Op 7 september 2009 informeerde ik de Kamer over mijn voornemen een
expertgroep C2000 in te stellen. Deze expertgroep zal mij adviseren
over de te nemen maatregelen gericht op het beter doen functioneren
van C2000. Ik kan u in dit voortgangsbericht melden dat deze
expertgroep inmiddels is ingesteld. Voor de samenstelling en de
opdracht van de expertgroep verwijs ik naar bijlage 1.
Ik heb de expertgroep gevraagd een advies uit te brengen over de
huidige capaciteitsverdeling over de opstelpunten van het
C2000-netwerk. Tevens heb ik gevraagd te adviseren over de uitwerking
en volledigheid van de procedures bij het gebruik van C2000 bij
grootschalige incidenten. Dit zowel ten behoeve van de hulpverleners
ter plaatse als ten behoeve van de medewerkers van de meldkamer. Ook
de opleiding en oefening van deze procedures acht ik daarbij van
belang. Daarnaast heb ik gevraagd mij te adviseren over de uitkomsten
van het onderzoek dat ik samen met de Nederlandse Vereniging voor
Brandweerzorg en Rampenbestrijding en de Vakvereniging Brandweer
Vrijwilligers laat uitvoeren naar het functioneren van de digitale
portofoons bij binnenhuisoptreden.
De expertgroep beraadt zich thans over de afbakening en prioritering
van de diverse onderwerpen. Zodra deze is vastgesteld zal ik u
hierover in een volgend voortgangsbericht nader informeren.

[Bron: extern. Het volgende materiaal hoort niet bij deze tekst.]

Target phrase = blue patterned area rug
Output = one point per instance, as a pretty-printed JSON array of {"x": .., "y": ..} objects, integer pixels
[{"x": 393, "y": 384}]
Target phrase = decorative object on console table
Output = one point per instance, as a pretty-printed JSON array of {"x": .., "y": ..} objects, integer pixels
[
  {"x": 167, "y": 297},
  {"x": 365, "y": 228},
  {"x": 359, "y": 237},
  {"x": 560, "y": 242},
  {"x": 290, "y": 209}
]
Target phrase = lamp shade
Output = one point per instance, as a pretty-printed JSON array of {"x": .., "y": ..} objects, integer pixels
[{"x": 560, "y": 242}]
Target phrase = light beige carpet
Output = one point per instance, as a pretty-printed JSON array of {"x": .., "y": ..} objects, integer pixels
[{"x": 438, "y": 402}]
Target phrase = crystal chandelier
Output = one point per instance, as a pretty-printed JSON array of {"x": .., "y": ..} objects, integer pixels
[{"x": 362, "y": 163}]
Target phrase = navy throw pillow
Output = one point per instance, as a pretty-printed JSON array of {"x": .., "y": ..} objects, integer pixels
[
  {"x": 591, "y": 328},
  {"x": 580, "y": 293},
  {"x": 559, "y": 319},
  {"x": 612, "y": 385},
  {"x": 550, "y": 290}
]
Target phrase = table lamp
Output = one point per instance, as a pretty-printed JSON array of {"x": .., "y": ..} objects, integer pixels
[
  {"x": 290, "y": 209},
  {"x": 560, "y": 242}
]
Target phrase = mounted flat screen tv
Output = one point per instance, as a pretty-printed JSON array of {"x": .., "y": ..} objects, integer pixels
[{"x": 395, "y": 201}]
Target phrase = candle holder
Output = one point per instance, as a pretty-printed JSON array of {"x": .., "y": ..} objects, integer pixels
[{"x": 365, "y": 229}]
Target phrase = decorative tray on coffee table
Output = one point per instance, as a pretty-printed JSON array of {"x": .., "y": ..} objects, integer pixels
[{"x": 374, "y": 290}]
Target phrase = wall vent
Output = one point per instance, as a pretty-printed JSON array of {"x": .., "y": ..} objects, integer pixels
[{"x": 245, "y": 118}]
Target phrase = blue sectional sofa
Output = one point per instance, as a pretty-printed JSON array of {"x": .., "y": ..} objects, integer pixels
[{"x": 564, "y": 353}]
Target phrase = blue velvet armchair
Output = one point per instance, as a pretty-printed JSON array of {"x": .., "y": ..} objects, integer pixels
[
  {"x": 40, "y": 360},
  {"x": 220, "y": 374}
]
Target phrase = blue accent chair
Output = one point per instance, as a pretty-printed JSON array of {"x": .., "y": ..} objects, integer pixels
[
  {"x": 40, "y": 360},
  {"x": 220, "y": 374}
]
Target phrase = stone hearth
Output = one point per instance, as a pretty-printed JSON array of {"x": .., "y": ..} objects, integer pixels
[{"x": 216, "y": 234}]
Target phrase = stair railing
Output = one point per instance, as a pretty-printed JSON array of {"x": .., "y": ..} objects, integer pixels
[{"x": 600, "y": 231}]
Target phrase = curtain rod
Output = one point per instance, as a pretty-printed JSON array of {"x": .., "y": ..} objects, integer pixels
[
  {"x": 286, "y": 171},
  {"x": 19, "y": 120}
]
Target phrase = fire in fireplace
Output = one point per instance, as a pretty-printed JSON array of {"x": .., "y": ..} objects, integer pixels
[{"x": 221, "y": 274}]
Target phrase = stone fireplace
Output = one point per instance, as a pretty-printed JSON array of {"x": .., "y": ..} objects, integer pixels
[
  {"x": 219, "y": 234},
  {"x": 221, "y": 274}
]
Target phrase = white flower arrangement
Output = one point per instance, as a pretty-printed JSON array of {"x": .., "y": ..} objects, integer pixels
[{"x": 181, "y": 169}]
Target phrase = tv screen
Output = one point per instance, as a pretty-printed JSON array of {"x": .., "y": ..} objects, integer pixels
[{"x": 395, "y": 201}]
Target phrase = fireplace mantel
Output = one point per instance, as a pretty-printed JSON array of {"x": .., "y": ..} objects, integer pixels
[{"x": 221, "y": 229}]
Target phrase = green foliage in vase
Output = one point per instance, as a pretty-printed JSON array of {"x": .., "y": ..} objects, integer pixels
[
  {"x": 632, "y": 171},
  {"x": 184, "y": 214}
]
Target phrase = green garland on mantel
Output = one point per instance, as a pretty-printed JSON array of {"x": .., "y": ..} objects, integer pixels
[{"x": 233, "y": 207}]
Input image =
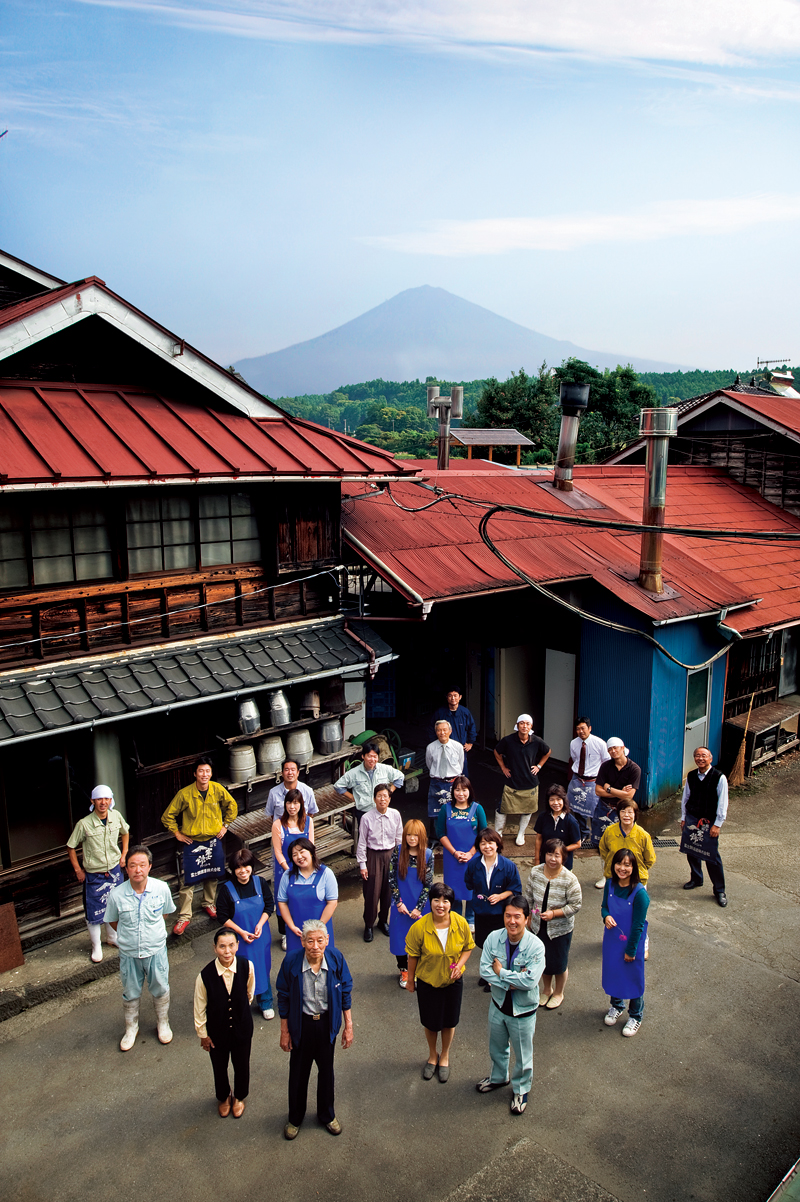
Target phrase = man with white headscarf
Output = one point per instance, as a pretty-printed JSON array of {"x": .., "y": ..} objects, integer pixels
[
  {"x": 521, "y": 756},
  {"x": 618, "y": 780},
  {"x": 99, "y": 835}
]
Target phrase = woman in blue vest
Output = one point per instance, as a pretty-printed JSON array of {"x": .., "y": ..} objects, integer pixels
[
  {"x": 244, "y": 904},
  {"x": 308, "y": 891},
  {"x": 493, "y": 879},
  {"x": 625, "y": 916},
  {"x": 458, "y": 823},
  {"x": 411, "y": 875},
  {"x": 293, "y": 823}
]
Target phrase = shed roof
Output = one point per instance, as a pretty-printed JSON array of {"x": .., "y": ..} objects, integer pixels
[
  {"x": 489, "y": 438},
  {"x": 437, "y": 554},
  {"x": 45, "y": 701},
  {"x": 63, "y": 433}
]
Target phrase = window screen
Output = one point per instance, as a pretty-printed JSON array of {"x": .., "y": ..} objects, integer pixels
[{"x": 228, "y": 530}]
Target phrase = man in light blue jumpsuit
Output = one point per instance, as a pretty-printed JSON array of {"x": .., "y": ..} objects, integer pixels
[
  {"x": 512, "y": 962},
  {"x": 136, "y": 910}
]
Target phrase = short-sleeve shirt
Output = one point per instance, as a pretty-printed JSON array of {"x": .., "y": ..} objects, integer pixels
[
  {"x": 520, "y": 757},
  {"x": 139, "y": 916},
  {"x": 618, "y": 778},
  {"x": 100, "y": 840}
]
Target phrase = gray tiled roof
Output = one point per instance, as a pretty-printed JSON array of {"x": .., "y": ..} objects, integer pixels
[{"x": 70, "y": 696}]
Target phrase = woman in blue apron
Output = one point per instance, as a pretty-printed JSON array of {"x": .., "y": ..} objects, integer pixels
[
  {"x": 99, "y": 835},
  {"x": 244, "y": 905},
  {"x": 625, "y": 915},
  {"x": 459, "y": 821},
  {"x": 293, "y": 823},
  {"x": 411, "y": 875},
  {"x": 308, "y": 891}
]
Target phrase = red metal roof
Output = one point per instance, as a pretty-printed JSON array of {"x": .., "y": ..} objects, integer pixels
[
  {"x": 439, "y": 553},
  {"x": 53, "y": 433}
]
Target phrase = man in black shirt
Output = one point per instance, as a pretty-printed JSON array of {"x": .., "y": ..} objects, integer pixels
[{"x": 520, "y": 756}]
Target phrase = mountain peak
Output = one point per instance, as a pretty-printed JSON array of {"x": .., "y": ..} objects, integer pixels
[{"x": 421, "y": 332}]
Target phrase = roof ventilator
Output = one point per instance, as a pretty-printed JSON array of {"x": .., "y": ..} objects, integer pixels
[
  {"x": 574, "y": 399},
  {"x": 657, "y": 426}
]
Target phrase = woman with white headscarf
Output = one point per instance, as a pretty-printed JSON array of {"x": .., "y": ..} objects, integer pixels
[
  {"x": 99, "y": 837},
  {"x": 521, "y": 756}
]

De expertgroep zal bij de advisering ondermeer gebruik maken van de
rapportages over de Poldercrash, de Koninginnedagviering te Apeldoorn
en het strandfeest bij Hoek van Holland. Daarnaast heb ik de
expertgroep verzocht hierbij ook de bevindingen naar aanleiding van
het Multidisciplinair Slotscenario C2000 (operatie Veilige Haven) te
betrekken. Het toenmalig Operationeel Bestuurlijk Overleg (OBO) had
afgesproken dat naast de eindevaluatie C2000, de regio's samen dit
slotscenario zouden houden. Deze had als doel het C2000 netwerk zwaar
te beproeven. De belangrijkste conclusie van de oefening was dat het
netwerk in de lucht is gebleven, ook onder de zwaarste piekbelasting.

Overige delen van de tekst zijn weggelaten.